Head of the Academy of Christian Humanism University
- In office 1 April 2010 – 13 August 2010

Minister of Social Development
- In office 28 September 1996 – 19 May 1998
- Appointed by: Eduardo Frei Ruíz-Tagle
- Preceded by: Luis Maira
- Succeeded by: Germán Quintana

Personal details
- Born: 9 October 1944 (age 81) Santiago, Chile
- Party: Socialist Party;
- Alma mater: University of Chile (B.Sc); University of Sussex (M.Sc);
- Occupation: Politician
- Profession: Economist

= Roberto Pizarro Hofer =

Chilean politician

Roberto Guillermo Pizarro Hofer (born 9 October 1944) is a Chilean politician who served as minister of State and as head of the Academy of Christian Humanism University. He also was head of the La Nación newspaper.

==Biography==
He was the son of Óscar Pizarro Gutiérrez, who, together with Salvador Allende and Marmaduke Grove, co-founded the Socialist Party of Chile (PS) in 1933, and Inés Hofer Gladinier. In 1967, he married Alicia Gariazzo Gavilán, with whom he had two sons, Andrés and Rodrigo.

He studied at the University of Chile, where he earned both a bachelor's degree in economics and a degree in business administration. He also pursued doctoral studies at the University of Sussex in the United Kingdom.

He taught at the Faculty of Economics and Business, University of Chile. During the military dictatorship of General Augusto Pinochet, he lived in Argentina, where he taught economics at the Faculty of Economic Sciences of the University of Buenos Aires. While in Argentina, he was arrested and imprisoned for more than a year in connection with what later became known as Operation Condor. He subsequently moved to England and later to Nicaragua, where he worked as a United Nations official.

He also served as a consultant to the Inter-American Development Bank (IDB), specializing in development planning, and was a researcher at the Latin American Council of Social Sciences (CLACSO).
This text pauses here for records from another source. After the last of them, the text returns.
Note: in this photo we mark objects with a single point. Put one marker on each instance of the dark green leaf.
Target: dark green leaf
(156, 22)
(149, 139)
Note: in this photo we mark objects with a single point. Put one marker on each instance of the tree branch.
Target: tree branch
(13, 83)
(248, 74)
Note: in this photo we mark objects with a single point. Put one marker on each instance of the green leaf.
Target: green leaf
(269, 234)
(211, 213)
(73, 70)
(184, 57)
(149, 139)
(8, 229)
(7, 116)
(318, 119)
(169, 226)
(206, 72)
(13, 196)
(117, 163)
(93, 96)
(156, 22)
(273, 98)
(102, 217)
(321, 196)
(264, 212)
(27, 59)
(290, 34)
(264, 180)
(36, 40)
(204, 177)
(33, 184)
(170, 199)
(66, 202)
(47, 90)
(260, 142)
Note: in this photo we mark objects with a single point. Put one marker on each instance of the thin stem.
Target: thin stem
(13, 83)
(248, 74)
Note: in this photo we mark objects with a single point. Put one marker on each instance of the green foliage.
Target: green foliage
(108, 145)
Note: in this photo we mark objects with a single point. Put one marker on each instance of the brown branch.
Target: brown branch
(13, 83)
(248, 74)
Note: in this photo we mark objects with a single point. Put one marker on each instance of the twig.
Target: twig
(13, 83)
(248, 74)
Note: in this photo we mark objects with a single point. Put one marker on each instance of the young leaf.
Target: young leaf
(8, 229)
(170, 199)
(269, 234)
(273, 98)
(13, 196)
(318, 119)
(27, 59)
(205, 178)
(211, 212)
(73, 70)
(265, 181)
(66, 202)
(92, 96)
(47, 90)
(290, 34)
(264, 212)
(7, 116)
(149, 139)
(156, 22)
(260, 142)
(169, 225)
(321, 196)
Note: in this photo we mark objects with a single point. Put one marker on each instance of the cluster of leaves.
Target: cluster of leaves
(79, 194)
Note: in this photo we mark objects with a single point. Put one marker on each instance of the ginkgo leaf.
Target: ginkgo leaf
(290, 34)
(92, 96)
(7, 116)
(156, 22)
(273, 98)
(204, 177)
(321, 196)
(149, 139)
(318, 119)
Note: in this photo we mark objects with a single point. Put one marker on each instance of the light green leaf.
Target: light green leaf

He returned to Chile in 1990 and served until 1992 as deputy director of Bilateral Economic Affairs at the Ministry of Foreign Affairs, where he participated in trade negotiations with Mexico, Colombia, and Argentina.

He was subsequently appointed Chilean ambassador to Ecuador.

From 1996 to 1998, he served as Minister of Planning and Cooperation under President Eduardo Frei Ruiz-Tagle. He resigned because of policy differences with the Ministry of Finance.

In 2009, he joined the presidential campaign team of Jorge Arrate.

He has also served as a professor at the Andrés Bello Diplomatic Academy of Chile.